I studied for both my undergraduate and master degrees in Physics at the University of Padua, in Italy. My interest in nuclear fusion started during my bachelor thesis research on developing a convolutional neural network for the analysis of infrared imaging system data on the SPIDER experiment. It then continued during my masters degree through elective courses and it culminated in my masters thesis on the study of parametric decay instabilities during Electron Cyclotron Resonance (ECR) heating on the NORTH tokamak at the Technical University of Denmark.
My PhD project, supervised by Prof. Bruce Lipschultz and Prof. Kieran Gibson at the University of York and Dr. James Harrison at CCFE, involves the study of the divertor region of the MAST-U tokamak through the new Multi Wavelength-Imaging (MWI) diagnostic.

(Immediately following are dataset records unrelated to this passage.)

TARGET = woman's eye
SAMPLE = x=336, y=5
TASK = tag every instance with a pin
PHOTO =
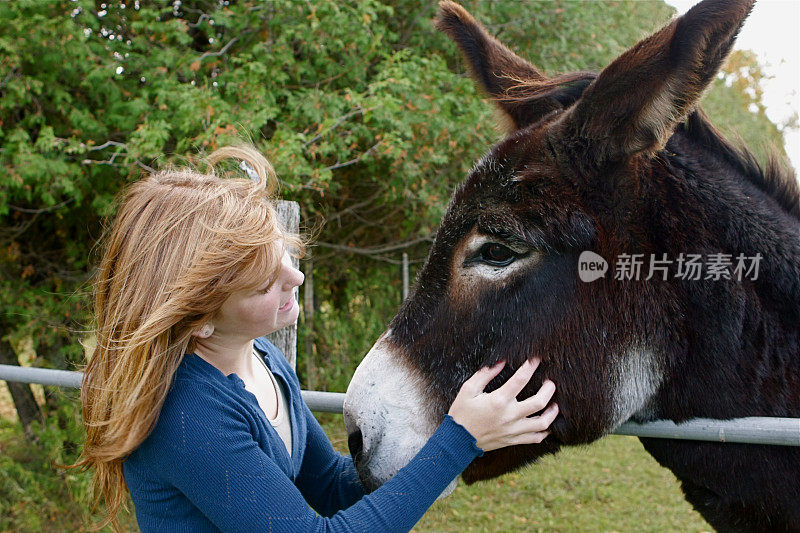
x=497, y=254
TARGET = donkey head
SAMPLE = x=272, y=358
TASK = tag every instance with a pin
x=601, y=163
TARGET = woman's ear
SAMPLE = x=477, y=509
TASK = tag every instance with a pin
x=204, y=332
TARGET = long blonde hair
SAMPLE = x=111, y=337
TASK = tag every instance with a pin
x=181, y=243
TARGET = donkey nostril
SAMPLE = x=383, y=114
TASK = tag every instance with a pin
x=355, y=441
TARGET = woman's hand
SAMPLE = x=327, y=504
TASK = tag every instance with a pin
x=497, y=419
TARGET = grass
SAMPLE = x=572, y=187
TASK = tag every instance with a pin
x=611, y=485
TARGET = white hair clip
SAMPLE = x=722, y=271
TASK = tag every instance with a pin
x=250, y=171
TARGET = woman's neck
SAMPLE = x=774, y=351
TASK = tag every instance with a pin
x=228, y=356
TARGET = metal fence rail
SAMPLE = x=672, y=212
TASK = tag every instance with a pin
x=753, y=430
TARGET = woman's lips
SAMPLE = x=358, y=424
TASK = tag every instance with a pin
x=288, y=305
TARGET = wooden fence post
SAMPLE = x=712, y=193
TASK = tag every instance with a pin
x=308, y=321
x=286, y=339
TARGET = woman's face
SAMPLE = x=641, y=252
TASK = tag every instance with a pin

This diagnostic allows researchers to acquire eleven video movies corresponding to 2D brightness images of the divertor region, each filtered for a different wavelength. The profiles have different dependencies on the plasma parameters and by putting them together with the data from the other diagnostics, these parameters can be reconstructed. The MWI data will be integrated in the Bayesian framework currently being used to determine the divertor state, thereby improving its capability.
Handling the large exhaust heat loads corresponding to that of a reactor is one of the main problems on the way to commercial fusion tokamaks providing a net power source. The magnetic topology of the divertor (where the exhaust power is carried towards surfaces) in MAST-U is flexible and the MWI diagnostic will help in determining the most appropriate divertor configuration to optimize the dissipation of power and thus reduce peak power loads.